I was thinking about the following problem:
Let $A$ be an $n\times n$ matrix over real numbers such that $AB=BA,$ for all $n\times n$ matrices $B$.Then which of the following options is correct?
(a)$A$ must be zero,
(b)$A$ must be the identity,
(c)$A$ must be a diagonal matrix,
(d)$A$ must be either $0$ or the identity.
I think the answer will be between $(c)$ and $(d)$. But i am not sure how to get the exact result.Can someone show me the right direction? Thanks in advance for your time.
You can immediately rule out answers (a), (b) and (d) by considering the matrix $A = 2I$, where $I$ is the identity matrix. This leaves (c) as the only option.
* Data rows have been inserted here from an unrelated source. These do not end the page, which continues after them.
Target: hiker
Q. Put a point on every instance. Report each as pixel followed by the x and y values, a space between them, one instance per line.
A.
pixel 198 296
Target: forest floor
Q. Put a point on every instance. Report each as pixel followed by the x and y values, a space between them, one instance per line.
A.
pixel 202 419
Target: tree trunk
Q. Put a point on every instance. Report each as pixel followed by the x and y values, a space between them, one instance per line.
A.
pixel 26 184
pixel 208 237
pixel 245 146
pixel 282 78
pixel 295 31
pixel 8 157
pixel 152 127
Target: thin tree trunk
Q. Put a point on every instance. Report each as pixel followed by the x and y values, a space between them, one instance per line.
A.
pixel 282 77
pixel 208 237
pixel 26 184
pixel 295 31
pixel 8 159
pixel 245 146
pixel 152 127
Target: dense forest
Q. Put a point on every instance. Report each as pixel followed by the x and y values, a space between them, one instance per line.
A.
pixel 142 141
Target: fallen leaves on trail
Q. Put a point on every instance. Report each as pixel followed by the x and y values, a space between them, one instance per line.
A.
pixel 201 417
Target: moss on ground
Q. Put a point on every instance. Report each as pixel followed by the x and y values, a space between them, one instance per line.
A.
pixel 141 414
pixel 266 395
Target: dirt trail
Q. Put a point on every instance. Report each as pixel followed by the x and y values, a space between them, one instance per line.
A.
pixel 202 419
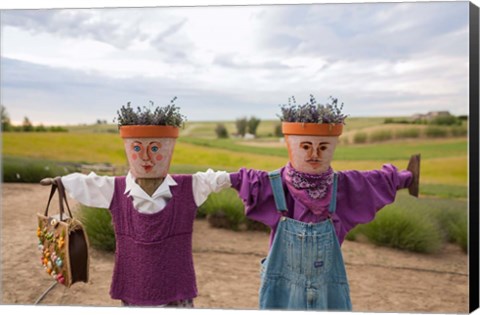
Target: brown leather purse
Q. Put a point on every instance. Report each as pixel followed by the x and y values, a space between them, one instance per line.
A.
pixel 63 242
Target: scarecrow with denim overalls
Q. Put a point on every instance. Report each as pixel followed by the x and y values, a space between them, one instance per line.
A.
pixel 310 208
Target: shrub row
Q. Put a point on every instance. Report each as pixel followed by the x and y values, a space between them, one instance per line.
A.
pixel 22 170
pixel 410 133
pixel 422 228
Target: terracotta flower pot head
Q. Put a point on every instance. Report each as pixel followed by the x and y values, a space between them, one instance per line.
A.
pixel 311 145
pixel 149 139
pixel 149 149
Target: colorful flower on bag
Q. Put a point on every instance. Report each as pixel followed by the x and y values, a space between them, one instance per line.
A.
pixel 60 242
pixel 60 278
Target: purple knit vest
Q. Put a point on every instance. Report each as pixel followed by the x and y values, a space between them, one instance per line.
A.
pixel 153 257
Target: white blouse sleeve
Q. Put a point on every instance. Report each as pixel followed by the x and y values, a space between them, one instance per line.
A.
pixel 91 190
pixel 204 183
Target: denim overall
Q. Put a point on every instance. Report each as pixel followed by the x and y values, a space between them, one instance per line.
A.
pixel 304 269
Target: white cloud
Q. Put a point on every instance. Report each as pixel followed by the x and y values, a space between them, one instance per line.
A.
pixel 401 56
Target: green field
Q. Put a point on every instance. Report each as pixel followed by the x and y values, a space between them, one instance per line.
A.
pixel 443 170
pixel 29 157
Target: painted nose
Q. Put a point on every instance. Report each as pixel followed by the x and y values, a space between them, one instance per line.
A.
pixel 144 155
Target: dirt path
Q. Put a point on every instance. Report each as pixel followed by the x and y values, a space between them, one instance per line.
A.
pixel 226 262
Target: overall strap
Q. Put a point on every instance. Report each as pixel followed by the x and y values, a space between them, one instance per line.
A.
pixel 333 198
pixel 278 193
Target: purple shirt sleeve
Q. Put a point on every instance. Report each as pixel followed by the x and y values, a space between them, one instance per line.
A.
pixel 360 194
pixel 254 189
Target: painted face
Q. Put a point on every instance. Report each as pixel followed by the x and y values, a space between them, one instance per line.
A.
pixel 311 154
pixel 149 157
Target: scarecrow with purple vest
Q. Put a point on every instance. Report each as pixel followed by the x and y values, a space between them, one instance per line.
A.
pixel 310 208
pixel 152 211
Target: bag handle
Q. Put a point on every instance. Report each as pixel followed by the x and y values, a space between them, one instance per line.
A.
pixel 62 198
pixel 52 192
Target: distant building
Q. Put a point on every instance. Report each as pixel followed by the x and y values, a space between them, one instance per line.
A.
pixel 430 115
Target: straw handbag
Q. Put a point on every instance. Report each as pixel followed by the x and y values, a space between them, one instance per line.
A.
pixel 62 241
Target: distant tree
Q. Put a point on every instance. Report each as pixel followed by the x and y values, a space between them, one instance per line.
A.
pixel 241 124
pixel 6 125
pixel 27 125
pixel 40 128
pixel 221 131
pixel 447 120
pixel 253 123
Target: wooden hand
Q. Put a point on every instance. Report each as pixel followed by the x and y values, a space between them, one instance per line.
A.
pixel 414 168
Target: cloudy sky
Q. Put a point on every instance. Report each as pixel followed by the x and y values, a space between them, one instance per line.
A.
pixel 69 66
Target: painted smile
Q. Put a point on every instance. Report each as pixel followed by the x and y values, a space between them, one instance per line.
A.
pixel 314 163
pixel 147 168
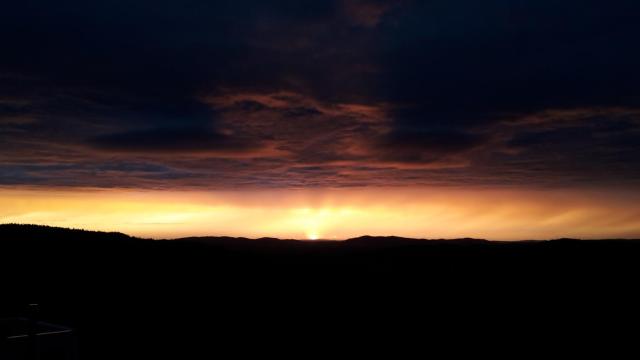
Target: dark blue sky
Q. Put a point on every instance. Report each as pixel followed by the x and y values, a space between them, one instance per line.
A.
pixel 282 94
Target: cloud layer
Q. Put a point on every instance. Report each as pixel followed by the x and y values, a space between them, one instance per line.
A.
pixel 288 94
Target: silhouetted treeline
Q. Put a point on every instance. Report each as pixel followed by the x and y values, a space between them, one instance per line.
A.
pixel 202 297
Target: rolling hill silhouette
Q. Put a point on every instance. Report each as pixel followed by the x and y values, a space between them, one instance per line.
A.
pixel 202 297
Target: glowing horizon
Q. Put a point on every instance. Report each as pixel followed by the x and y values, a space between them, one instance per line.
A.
pixel 494 214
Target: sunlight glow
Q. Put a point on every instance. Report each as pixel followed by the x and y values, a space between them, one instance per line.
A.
pixel 335 214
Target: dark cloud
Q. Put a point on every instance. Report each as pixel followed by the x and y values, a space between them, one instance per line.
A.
pixel 174 140
pixel 325 93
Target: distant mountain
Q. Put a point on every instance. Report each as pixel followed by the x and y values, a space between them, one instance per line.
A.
pixel 202 297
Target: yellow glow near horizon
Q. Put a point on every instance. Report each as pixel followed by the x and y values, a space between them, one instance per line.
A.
pixel 333 214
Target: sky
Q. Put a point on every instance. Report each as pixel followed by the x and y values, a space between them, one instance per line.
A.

To actually prove statement (c), try looking at certain specific matrices $B$. For example, if $B$ is a matrix which has only one non-zero entry, what does the equation $AB=BA$ tell you about $A$?
Only (c) is correct. Just consider $n=2$ and $A=2I$. Then $AB=BA$ for all $2\times 2$ matrix $B$, but $A$ is neither zero nor identity.
Hint Let $B$ be a diagonal matrix with pairwise disjoint diagonal entries. Then $AB=BA$ implies that $A$ is a diagonal matrix. This is very easy to prove, just write explicitly $AB$ and $BA$.
P.S. The most general thing you can prove about this problem is that $AB=BA$ for all $B$ if and only if $A= cI$.